明治後期から大正時代にかけて、京都府南部で養蚕が発達したのに伴い、信州(長野県)や丹波(京都府北部)などの大きな製糸会社が、繭の買い付けにやってくるようになりました。製糸会社の購繭所(繭の買い付けを行う出先施設)や繭乾燥場が、木津や祝園に建設されたことで、相楽郡は京都府南部だけでなく伊賀(三重県西部)・大和(奈良県)で産した繭の集散地となりました。そして、大正9(1920)年には製糸工場が木津に建設されるまでに至りました。

昭和初期以降 -不況・縮小・終焉期-

しかし、世界恐慌の影響を受け、昭和5(1930)年には生糸・繭の価格が暴落し、相楽郡の養蚕は大きな打撃を受けました。昭和7(1932)年になると各郡の蚕糸同業組合は解散し、代わって各郡に養蚕業組合が置かれました(『京都府蚕糸業組合五十年史』167頁)

昭和16(1941)年に太平洋戦争が始まると、それまで最大の生糸輸出先であったアメリカへの輸出が途絶え、繭や生糸の生産は急減しました。たくさんあった桑園も食料増産のため、多くは畑地とされました。

戦後になり、養蚕が再開されましたが、精華町域では一部の養蚕家にとどまりました。精華町内では昭和40年代に数戸が養蚕をおこなっていましたが(『京都府統計史料集』150頁)、今ではその姿を見ることはできなくなりました。
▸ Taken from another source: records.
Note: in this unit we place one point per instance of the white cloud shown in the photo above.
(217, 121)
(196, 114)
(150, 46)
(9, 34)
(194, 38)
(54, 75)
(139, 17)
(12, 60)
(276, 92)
【注1】延戸数とは、春蚕、夏秋蚕別に飼養戸数を合計したもの(同一農家が同じ年に春蚕、夏秋蚕を2回以上飼った場合、別の戸数として数える)。
【注2】「日出新聞」(『木津町史』史料篇Ⅲ368頁)には、明治29(1896)年2月に相楽郡組合の設置を可決したとある。
【注3】松田弥三郎「相楽の養蚕」および『山田荘村誌』140頁は、城南蚕糸同業組合を綴喜・相楽両郡の組合とする。また、『山田荘村誌』140頁は、大正7(1918)年のこととする。
【注4】『山田荘村誌』141頁は、大正12(1923)年のこととする。